Op 28 juni 2024 heeft de Rechtbank Limburg in Maastricht uitspraak gedaan in een strafzaak tegen een verdachte die beschuldigd werd van mensenhandel, specifiek seksuele uitbuiting. De verdachte, geboren in 1966 op de Nederlandse Antillen, werd bijgestaan door advocaat mr. F.A. Dronkers. De zaak werd inhoudelijk behandeld op 27 en 28 mei 2024, waarbij de verdachte en zijn raadsman aanwezig waren. De officier van justitie stelde dat het tenlastegelegde feit wettig en overtuigend bewezen kon worden, met steun van verklaringen van het slachtoffer en bewijs uit de telefoon van een medeverdachte. De verdediging voerde aan dat de verdachte niet op de hoogte was van de uitbuitingssituatie van het slachtoffer en dat hij slechts hand- en spandiensten had verleend aan de medeverdachten.

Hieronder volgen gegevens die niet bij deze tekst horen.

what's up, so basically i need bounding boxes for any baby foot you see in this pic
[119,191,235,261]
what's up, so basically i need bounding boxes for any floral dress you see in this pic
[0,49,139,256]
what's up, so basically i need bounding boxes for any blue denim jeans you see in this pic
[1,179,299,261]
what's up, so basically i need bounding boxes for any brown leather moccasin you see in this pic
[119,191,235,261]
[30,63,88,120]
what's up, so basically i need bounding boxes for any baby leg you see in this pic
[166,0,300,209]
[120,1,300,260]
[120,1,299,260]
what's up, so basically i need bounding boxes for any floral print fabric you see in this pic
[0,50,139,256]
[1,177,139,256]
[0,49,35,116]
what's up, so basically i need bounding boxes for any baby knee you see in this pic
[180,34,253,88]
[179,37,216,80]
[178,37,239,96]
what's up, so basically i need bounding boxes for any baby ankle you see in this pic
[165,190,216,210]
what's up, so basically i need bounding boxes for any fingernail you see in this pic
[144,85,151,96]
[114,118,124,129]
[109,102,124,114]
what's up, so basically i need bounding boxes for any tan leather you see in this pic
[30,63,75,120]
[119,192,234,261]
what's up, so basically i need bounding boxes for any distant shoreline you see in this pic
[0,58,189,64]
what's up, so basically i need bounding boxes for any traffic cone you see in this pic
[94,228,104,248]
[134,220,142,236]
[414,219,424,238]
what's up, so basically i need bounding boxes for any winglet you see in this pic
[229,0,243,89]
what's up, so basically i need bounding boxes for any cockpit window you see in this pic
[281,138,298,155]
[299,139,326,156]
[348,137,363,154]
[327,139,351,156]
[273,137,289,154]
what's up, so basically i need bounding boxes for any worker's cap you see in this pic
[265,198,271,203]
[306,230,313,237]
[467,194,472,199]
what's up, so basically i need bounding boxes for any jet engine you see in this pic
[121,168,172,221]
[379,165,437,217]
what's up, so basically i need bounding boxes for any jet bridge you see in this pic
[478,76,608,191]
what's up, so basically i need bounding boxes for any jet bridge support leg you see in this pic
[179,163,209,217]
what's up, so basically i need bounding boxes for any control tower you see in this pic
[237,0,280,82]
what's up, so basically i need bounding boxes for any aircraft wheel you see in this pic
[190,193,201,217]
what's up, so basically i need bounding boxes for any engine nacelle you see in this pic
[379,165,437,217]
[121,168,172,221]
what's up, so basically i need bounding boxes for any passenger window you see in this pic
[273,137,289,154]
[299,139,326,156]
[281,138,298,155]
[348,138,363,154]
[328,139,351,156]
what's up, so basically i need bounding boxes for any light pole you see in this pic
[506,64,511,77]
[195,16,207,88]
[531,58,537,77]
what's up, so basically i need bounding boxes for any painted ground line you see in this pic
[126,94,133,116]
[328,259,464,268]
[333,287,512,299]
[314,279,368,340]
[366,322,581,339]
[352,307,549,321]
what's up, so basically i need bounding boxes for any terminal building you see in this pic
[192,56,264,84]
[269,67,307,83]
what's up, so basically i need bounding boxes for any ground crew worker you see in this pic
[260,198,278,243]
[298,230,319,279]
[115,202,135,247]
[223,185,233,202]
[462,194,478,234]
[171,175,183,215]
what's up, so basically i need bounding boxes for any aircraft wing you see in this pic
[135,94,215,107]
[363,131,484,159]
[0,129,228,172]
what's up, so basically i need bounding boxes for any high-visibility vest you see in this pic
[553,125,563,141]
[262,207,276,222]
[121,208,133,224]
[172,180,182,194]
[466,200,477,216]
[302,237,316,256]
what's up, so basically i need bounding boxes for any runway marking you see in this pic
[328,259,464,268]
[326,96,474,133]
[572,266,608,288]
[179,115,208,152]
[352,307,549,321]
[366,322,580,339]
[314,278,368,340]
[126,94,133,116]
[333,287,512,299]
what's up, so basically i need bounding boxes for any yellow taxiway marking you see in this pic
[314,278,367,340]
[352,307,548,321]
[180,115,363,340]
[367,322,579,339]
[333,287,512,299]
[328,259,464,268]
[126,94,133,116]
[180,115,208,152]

De rechtbank oordeelde dat er onvoldoende bewijs was voor het opzet van de verdachte op de seksuele uitbuiting van het slachtoffer. De rechtbank concludeerde dat de verdachte weliswaar wist van de prostitutiewerkzaamheden van het slachtoffer, maar niet dat zij werd uitgebuit. De rechtbank sprak de verdachte vrij van het tenlastegelegde feit, omdat er geen bewijs was voor een nauwe en bewuste samenwerking met de medeverdachten. De vordering van de benadeelde partij werd niet-ontvankelijk verklaard, omdat de verdachte niet werd veroordeeld voor het tenlastegelegde feit. De rechtbank wees ook de vordering tot tenuitvoerlegging van een eerdere voorwaardelijke geldboete af, omdat de proeftijd was verlopen en het een andersoortig delict betrof.

Uitspraak

RECHTBANK LIMBURG

Zittingsplaats Roermond
Strafrecht
Parketnummer : 03/120694-22
Parketnummer : 09/306618-19 (tul)
Tegenspraak
Vonnis van de meervoudige kamer d.d. 28 juni 2024
in de strafzaak tegen
[verdachte] ,
geboren te [geboorteplaats] (Nederlandse Antillen) op [geboortedatum] 1966,
wonende te [adres] .
De verdachte wordt bijgestaan door mr. F.A. Dronkers, advocaat kantoorhoudende te Roermond.

1.Onderzoek van de zaak

De zaak is inhoudelijk behandeld op de zittingen van 27 en 28 mei 2024. De verdachte en zijn raadsman zijn op beide data verschenen. De officier van justitie en de verdediging hebben hun standpunten kenbaar gemaakt. Het onderzoek ter terechtzitting is vervolgens gesloten op 21 juni 2024.
[slachtoffer] heeft zich als benadeelde partij gevoegd in het strafproces. Namens de benadeelde partij is op de zitting gehoord mr. R. Odink, advocaat kantoorhoudende te Maastricht. De rechtbank heeft de vordering tot schadevergoeding behandeld.
Deze zaak is gelijktijdig behandeld met de strafzaken tegen de volgende medeverdachten:
  • [medeverdachte 1] , met parketnummer 03/085368-22 (hierna: [medeverdachte 1] );
  • [medeverdachte 2] , met parketnummer 03/085390-22 (hierna: [medeverdachte 2] )
  • [medeverdachte 3] , met parketnummer 03/120694-22 (hierna: [medeverdachte 3] );
  • [medeverdachte 4] , met parketnummer 03/127480-22 (hierna: [medeverdachte 4] ).

2.De tenlastelegging

De tenlastelegging is als bijlage aan dit vonnis gehecht.
De verdenking komt er, kort en feitelijk weergegeven, op neer dat [verdachte] samen met een of meer anderen [slachtoffer] (hierna: [slachtoffer] ) seksueel heeft uitgebuit (mensenhandel).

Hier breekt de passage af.